Here is a possible architecture for a server that can handle tons of connections at once:
this is all fine, but the interesting question comes when you consider how to switch between the threads.
what you need is essentially green-threads (much cheaper compared to OS threads): http://en.wikipedia.org/wiki/Green_threads
the naive solution is to implement the inversion of control by hand, having hand-written state machines, etc all around. this makes the code uglier, and through that helps for bugs creeping in.
another solution is to implement green threads.
and yet another solution is to use a currently available call/cc implementation (cl-cont or hu.dwim.delico). delimited continuations provide more than green threads, and therefore mean more overhead, but the difference shouldn't be big. unfortunately for now delico only provides interpreted continuations (slow), and cl-cont had quite a few issues when i tried it.
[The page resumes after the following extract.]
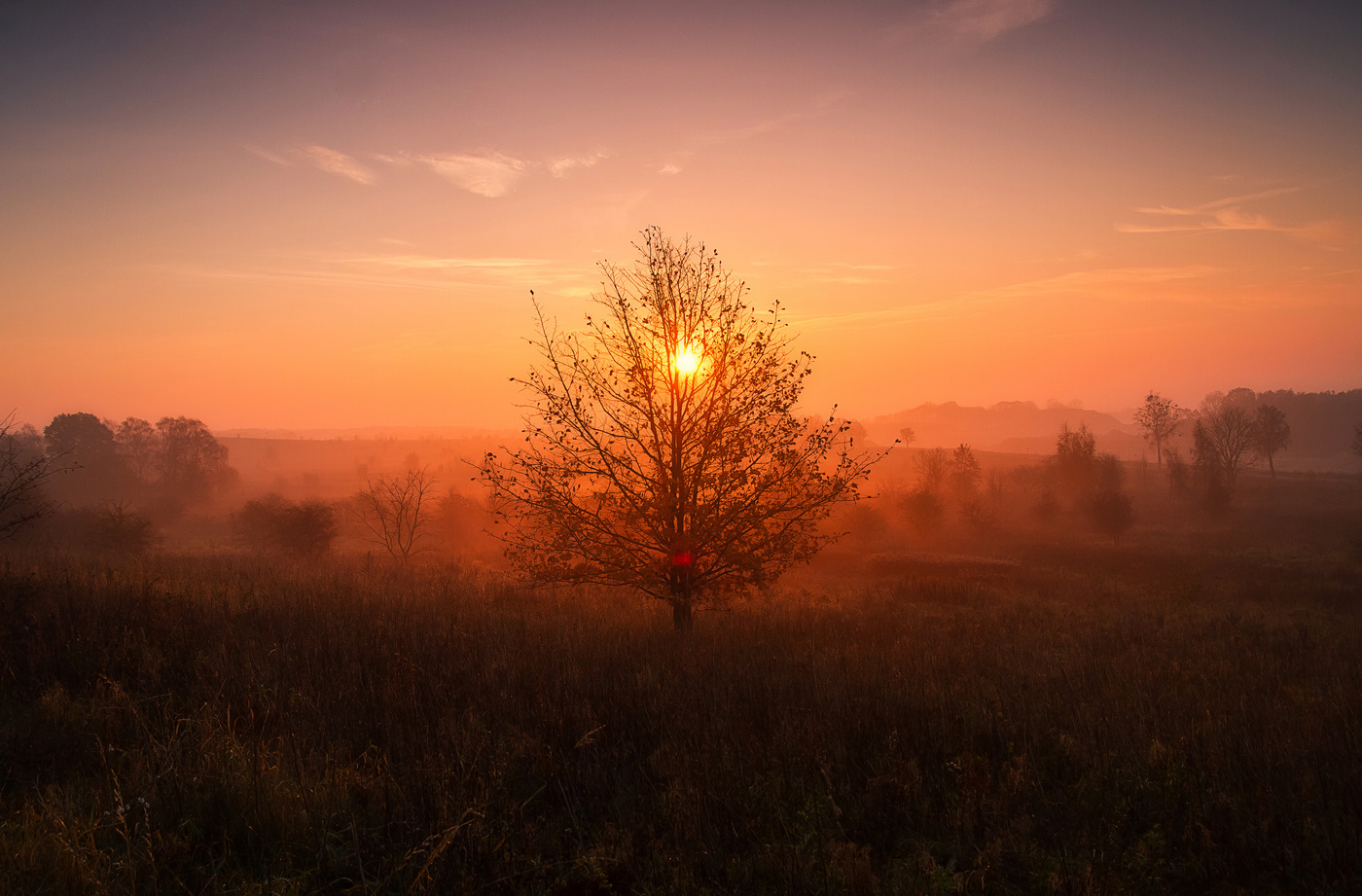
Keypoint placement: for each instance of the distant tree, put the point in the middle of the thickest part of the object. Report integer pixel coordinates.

but using cl-cont i've made a proof of concept implementation. the idea in short:
keep a connection data structure for each connection
set sockets to non-blocking
provide call/cc versions of socket (gray-stream) reading primitives which when detect that the socket is dry or flooded then store the current continuation in the connection structure and mark what event we are waiting for
and then continue (using call/cc primitives) connections based on what the event handler layer tells us. please note that call/cc is only needed on the code that reads the request. once it's parsed, the rest of the handler code can be plain CL up to the point when we start writing the response. if you need some stream processing that does not buffer the response before sending, then you need to keep all the handler code inside the delimited continuation borders.
it's somewhere on my TODO to make hu.dwim.wui work based on that experiment.
currently the wui codebase can process some 3-4 k requests per sec on my 2.4 GHz core2 laptop, which is good enough for me, especially that i didn't pay too much attention to performance. but for now it can only cope with about 50 parallel requests a second, because workers are not multiplexed. if there are many users with slow network connections then it can be an issue...
the proof of concept code is lying somewhere in an iolib branch here, but it's most probably badly bitrotten. it's about a year old now and iolib went much ahead.